Sonatine was screened in the Un Certain Regard section at the 1993 Cannes Film Festival. French publisher and notorious movie-goer, Jean-Pierre Dionnet (Canal +/Studio Canal), reported in an interview, that someone convinced Alain Delon to watch Sonatine arguing that Kitano was a fan of Le Samouraï. Delon was taken aback, and talking about Kitano's acting, said: "What's THAT? [...], this is not an actor [...], he only has three facial expressions and he almost doesn't talk on top of this." Most professionals around Dionnet had the same reaction, but the French publisher was both struck and puzzled by this new genre. He contacted the Japanese distributor in order to buy the license for Sonatine, but his request was rejected. Dionnet had to insist for several months to finally discover that Shochiku didn't want to release Sonatine abroad, claiming the film was "too Japanese" and would not be accepted, nor understood, by western audiences. Eventually Dionnet learned that the distributor didn't want to release the license because of its commercial failure in Japan. Dionnet had an agreement with Shochiku arguing that French audiences did not know Kitano's career and would accept his violent character more easily. He bought Sonatine and three additional Kitano films, Violent Cop, Boiling Point and the latest, Kids Return. With the exception of Kids Return, all had performed poorly in Japan. In 1995, Sonatine entered the 13th Festival du Film Policier de Cognac in France, where it was critically acclaimed. Sonatine, followed by the three other films were broadcast on the French channel Canal+ a few months later. They were shown again a couple of years later on the Franco-German public channel Arte. A video release followed, including a DVD edition available in Dionnet's collection "Asian Classics".
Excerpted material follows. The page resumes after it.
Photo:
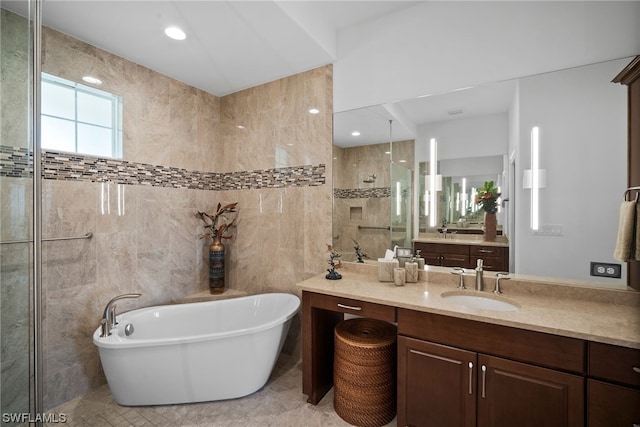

As soon as 1995, Takeshi Kitano played the role of a yakuza in American director Robert Longo's cyberpunk thriller, Johnny Mnemonic. In North America, Sonatine was released in theaters in April 1998 and Quentin Tarantino released a subtitled video edition in 2000 as part of his Rolling Thunder Pictures collection. The same year, Kitano was convinced by his producer to go to the United States, where he filmed his first (and last) film outside Japan. Brother was shot in Los Angeles with an American crew and local actors, including Omar Epps. In an interview, Kitano admitted he was not fully satisfied with the final result of Brother and that he regretted his "Hollywood" adventure which was supposed to bring him a broader audience with a higher exposure. Kitano confessed he had no intention of shooting outside Japan any more.

==Awards==
Sonatine won the Cariddi D'oro award for Best Film at the 1993 Taormina Film Fest. Aya Kokumai received the Best New Encouragement award at the 3rd Japan Film Professional Awards for her performance. The film's soundtrack won the Japanese Academy Award for Music in 1994. In 1995, it was awarded Critic's Choice at the Festival du Film Policier de Cognac.